También parece que su trayectoria haya sido apacible, si bien es evidente que ha vivido de primera mano los altibajos de una carrera científica con vocación internacional. “Vivo momentos algo de montaña rusa”, reconoce, “en que lo veo todo muy difícil: se ofrecen muy pocas plazas y hay personas con currículos impresionantes. La investigación me encanta, pero he llegado a la conclusión de que el día que no avance, me dedicaré a otra cosa. La situación es compleja y, además, tiene un coste personal elevado”. Una maternidad más tardía de lo que le hubiera gustado iniciar es el precio más evidente.

La investigación fue un destino para Alba Anadon Rosell ya desde los primeros años de universidad y, por eso, siempre tuvo claro que cursaría una parte de los estudios en el extranjero. La razón de esta atracción todavía lo está clarificando. “La investigación me permite hacerme preguntas, me da mucha libertad y, sólo por eso, ya me siento afortunada.
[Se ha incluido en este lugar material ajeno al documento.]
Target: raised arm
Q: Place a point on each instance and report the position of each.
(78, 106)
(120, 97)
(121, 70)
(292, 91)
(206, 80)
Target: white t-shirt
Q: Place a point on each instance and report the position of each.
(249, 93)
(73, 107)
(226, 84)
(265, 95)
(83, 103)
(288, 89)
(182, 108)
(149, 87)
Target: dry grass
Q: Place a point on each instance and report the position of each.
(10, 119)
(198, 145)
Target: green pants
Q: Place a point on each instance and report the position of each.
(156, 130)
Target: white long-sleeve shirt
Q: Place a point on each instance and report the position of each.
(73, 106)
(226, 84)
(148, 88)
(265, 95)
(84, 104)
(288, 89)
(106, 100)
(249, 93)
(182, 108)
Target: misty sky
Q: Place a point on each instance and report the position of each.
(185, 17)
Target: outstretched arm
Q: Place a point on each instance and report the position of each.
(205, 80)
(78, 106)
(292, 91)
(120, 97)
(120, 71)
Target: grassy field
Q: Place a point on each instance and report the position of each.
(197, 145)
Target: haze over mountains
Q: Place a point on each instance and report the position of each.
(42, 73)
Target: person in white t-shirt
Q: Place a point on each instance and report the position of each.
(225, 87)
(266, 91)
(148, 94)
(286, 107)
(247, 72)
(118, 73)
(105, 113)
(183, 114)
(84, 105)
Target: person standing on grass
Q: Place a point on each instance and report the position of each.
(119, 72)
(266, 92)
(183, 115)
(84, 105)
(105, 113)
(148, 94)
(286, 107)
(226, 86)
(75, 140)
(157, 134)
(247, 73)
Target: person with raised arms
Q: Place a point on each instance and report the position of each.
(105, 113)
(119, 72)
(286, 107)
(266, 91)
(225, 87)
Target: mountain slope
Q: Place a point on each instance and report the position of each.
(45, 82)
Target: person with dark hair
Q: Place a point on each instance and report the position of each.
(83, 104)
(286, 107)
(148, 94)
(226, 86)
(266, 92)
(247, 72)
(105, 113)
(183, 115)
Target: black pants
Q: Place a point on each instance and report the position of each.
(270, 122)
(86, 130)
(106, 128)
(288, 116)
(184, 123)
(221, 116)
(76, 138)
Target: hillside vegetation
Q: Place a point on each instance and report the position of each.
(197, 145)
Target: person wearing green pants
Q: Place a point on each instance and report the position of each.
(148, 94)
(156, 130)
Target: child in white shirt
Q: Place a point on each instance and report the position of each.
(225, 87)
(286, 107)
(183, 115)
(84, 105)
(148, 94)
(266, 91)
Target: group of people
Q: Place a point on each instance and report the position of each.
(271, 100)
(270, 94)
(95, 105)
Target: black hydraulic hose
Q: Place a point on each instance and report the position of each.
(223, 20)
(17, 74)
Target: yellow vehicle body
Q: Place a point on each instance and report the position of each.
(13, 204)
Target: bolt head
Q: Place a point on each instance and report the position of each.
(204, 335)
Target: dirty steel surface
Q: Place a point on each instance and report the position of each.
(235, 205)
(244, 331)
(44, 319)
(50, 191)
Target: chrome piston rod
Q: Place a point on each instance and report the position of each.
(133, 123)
También me ha permitido hacer mucho trabajo de campo, que me apasiona”.

Ensayar y tomar datos sobre el terreno es su actividad de referencia, además de toda la labor previa que implica: “me interesa pensar experimentos, planear proyectos, proponer ideas de investigación… Identificar qué preguntas nos hacemos, que nos gustaría solucionar y cómo lo abordamos desde el trabajo de campo”.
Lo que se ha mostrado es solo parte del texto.